Geopolitical concerns continued to drive oil prices higher

31 January 2022

Prompt prices settled lower on Friday

It was the final day of trading for the February contract on ICE on Friday and while trading was volatile during the session near NBP futures settled with little change on the day.  February expired at 219.42p which was down just 0.54p on Friday but over the week it moved 30.10p higher.  The conflict between Russia and Ukraine dominated the market for the week with risk premium being added to contracts further along the curve as the summer and winter contracts closed around 47.50p higher for the week.  Prompt prices settled lower on Friday with the promise of milder weather and high wind generation weighing on prices.

Baseload for the day ahead eased on Friday

Forecasts for milder temperatures weighed on the February contract on Friday while the rest of the baseload curve settled higher after a turbulent session. Over the week the tensions between Russia and Ukraine provided support to the futures market with near contracts gaining an average of £30.00/MWh over the week. Baseload for the day ahead eased on Friday as forecasts for wind generation for the week remain high.  Monday’s levels are expected to rise above 13.0GW and as a result the day ahead contract eased by £10.42/MWh on Friday.

Brent hit a fresh seven-year high on Friday

Brent hit a fresh seven-year high on Friday and settled at $90.03 a barrel as the geopolitical concerns continued to drive prices higher.  The front month contract for Brent hasn’t settled above the $90 a barrel mark since 10-Oct-2014 and Friday’s gain notched up a sixth consecutive week of gains as the global benchmark moved $2.14 a barrel higher over the week. OPEC+ have committed to increasing output on a monthly basis, however, many members of the group are struggling to reach monthly quotas and with demand increasing following the most recent wave of the coronavirus supply will continue to be tight.   West Texas Intermediate settled at $86.82 a barrel on Friday, up 21 cents.

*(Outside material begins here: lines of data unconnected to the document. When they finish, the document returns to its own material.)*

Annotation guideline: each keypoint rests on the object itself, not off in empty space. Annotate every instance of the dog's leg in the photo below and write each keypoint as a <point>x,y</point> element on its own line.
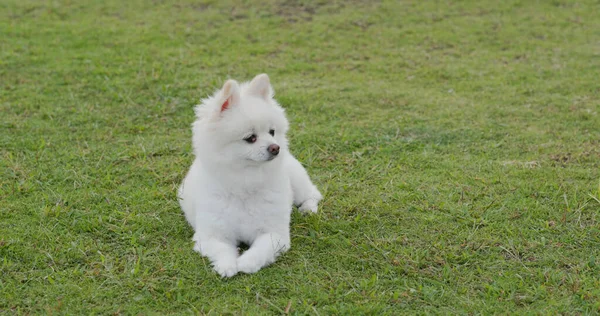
<point>263,252</point>
<point>222,255</point>
<point>306,195</point>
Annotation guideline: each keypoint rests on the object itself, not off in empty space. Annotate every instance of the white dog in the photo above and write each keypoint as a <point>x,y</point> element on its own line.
<point>242,184</point>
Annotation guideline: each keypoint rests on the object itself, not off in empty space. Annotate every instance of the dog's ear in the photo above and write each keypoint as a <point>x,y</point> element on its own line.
<point>261,86</point>
<point>230,94</point>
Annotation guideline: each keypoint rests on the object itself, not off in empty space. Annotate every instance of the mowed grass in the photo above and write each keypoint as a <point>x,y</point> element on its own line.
<point>457,144</point>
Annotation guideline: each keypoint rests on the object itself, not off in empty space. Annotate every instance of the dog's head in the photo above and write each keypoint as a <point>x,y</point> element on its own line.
<point>241,124</point>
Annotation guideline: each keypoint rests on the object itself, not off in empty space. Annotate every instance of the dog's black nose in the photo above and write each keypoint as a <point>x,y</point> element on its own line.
<point>273,149</point>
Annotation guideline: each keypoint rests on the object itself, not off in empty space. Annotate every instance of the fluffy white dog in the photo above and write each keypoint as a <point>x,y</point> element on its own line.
<point>242,184</point>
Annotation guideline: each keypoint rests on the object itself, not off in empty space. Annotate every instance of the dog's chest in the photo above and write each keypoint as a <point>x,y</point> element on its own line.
<point>255,214</point>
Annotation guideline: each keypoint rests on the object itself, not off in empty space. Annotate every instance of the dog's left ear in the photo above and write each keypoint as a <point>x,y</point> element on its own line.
<point>261,86</point>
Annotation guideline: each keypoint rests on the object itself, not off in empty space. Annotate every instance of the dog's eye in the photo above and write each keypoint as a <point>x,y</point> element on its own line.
<point>250,139</point>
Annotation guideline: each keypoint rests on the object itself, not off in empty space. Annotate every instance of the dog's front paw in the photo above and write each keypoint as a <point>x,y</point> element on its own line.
<point>248,264</point>
<point>310,205</point>
<point>226,269</point>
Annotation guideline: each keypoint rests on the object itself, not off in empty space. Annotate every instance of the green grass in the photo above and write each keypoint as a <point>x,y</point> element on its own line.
<point>457,145</point>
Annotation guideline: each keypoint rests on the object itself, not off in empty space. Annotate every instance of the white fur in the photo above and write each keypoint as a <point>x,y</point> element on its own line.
<point>237,192</point>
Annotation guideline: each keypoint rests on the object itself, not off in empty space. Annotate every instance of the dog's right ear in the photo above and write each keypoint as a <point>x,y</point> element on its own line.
<point>230,94</point>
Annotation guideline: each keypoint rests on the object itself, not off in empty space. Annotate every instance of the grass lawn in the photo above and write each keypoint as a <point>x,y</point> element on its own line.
<point>457,144</point>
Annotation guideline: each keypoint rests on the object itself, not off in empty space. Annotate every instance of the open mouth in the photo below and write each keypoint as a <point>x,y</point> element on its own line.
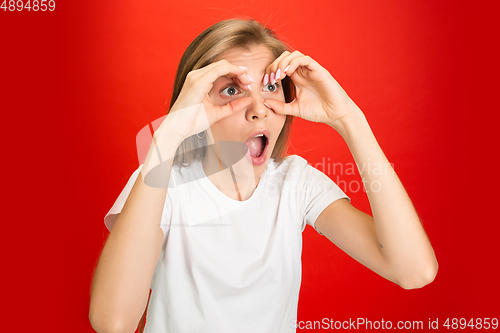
<point>257,145</point>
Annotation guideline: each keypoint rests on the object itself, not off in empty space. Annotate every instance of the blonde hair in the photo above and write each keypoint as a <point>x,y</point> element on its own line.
<point>203,50</point>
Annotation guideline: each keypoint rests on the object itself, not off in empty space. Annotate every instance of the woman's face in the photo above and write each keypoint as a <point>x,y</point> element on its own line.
<point>255,119</point>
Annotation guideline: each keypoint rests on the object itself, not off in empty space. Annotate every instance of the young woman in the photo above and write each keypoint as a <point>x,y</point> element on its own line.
<point>212,221</point>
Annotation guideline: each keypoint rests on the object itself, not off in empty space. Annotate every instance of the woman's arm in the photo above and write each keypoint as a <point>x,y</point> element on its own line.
<point>392,242</point>
<point>123,275</point>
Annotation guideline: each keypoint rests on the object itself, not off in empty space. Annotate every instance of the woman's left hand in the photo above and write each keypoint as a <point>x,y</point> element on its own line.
<point>319,97</point>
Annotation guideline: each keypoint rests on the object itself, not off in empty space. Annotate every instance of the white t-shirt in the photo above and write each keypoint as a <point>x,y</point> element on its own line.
<point>228,265</point>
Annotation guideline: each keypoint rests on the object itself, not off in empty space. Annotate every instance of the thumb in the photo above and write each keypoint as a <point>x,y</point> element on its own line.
<point>239,104</point>
<point>280,107</point>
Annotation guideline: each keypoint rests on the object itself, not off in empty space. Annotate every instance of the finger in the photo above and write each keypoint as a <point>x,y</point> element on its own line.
<point>274,66</point>
<point>281,66</point>
<point>297,61</point>
<point>232,107</point>
<point>282,108</point>
<point>224,68</point>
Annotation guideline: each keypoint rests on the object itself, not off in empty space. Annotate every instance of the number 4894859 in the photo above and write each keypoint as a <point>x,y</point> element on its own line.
<point>30,5</point>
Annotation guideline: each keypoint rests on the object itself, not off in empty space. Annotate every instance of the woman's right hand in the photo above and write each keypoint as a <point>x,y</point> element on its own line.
<point>193,111</point>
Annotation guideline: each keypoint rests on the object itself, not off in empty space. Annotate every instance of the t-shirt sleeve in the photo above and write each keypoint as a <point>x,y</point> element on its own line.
<point>112,215</point>
<point>316,192</point>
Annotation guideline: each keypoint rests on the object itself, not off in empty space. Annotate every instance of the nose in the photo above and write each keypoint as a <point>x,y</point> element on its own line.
<point>256,110</point>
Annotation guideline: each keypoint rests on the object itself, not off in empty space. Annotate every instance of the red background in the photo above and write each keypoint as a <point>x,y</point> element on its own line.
<point>80,82</point>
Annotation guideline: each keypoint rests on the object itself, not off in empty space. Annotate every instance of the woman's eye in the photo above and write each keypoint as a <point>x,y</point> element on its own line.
<point>229,91</point>
<point>272,87</point>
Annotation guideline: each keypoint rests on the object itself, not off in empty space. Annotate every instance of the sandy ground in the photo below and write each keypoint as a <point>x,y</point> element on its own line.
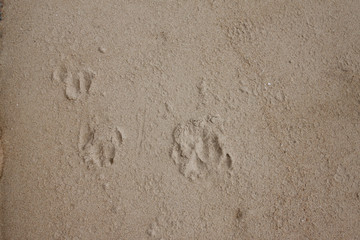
<point>180,119</point>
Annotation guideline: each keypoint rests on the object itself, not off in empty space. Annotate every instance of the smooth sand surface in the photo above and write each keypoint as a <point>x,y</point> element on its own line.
<point>176,120</point>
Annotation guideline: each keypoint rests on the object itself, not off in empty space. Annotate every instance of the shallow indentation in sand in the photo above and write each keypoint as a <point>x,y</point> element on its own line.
<point>200,148</point>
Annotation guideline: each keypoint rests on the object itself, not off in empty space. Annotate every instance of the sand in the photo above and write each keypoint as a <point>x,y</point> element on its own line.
<point>211,119</point>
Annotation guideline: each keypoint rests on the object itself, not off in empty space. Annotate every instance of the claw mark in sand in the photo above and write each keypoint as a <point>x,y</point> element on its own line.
<point>200,148</point>
<point>98,148</point>
<point>77,82</point>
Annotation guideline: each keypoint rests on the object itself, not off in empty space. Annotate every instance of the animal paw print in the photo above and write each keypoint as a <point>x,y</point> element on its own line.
<point>77,82</point>
<point>200,148</point>
<point>98,148</point>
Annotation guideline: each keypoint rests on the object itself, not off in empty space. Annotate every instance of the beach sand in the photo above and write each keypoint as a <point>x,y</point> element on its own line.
<point>212,119</point>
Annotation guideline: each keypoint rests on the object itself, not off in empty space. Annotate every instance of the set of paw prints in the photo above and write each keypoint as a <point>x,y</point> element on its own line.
<point>77,81</point>
<point>98,143</point>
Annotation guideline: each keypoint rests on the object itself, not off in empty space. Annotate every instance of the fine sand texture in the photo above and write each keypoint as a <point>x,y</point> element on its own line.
<point>180,120</point>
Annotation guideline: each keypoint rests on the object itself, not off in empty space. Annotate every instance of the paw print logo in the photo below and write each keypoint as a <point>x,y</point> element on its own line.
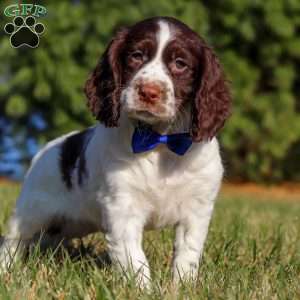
<point>24,32</point>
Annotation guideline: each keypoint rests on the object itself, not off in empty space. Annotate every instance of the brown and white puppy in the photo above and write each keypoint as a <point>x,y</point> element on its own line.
<point>161,73</point>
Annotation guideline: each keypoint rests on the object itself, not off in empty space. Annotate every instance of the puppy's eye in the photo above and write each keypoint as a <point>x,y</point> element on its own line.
<point>180,64</point>
<point>138,56</point>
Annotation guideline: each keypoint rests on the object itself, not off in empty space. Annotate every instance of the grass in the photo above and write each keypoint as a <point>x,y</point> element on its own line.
<point>252,252</point>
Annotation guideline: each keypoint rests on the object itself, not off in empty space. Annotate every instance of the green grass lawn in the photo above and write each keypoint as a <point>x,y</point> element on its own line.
<point>252,252</point>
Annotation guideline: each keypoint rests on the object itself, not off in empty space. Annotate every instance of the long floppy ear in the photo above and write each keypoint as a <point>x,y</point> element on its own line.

 Brent has continued to move higher this morning

The GB gas system is forecast 6MCM short against today’s demand of 281MCM.  The issue with Norwegian gas flows through Langeled appears to have been sorted as the pipeline is nominated to run at full capacity today.  LNG send out is down today with just 63MCM nominated from Milford Haven and the Isle of Grain terminals.  The NBP prompt market has not traded yet but prices should open softer going on the bid/ offer spreads on the spot.  March has taken up front month status on the futures board and is down almost 10.00p in early exchanges.  Brent has continued to move higher this morning, last trading at $90.86 a barrel.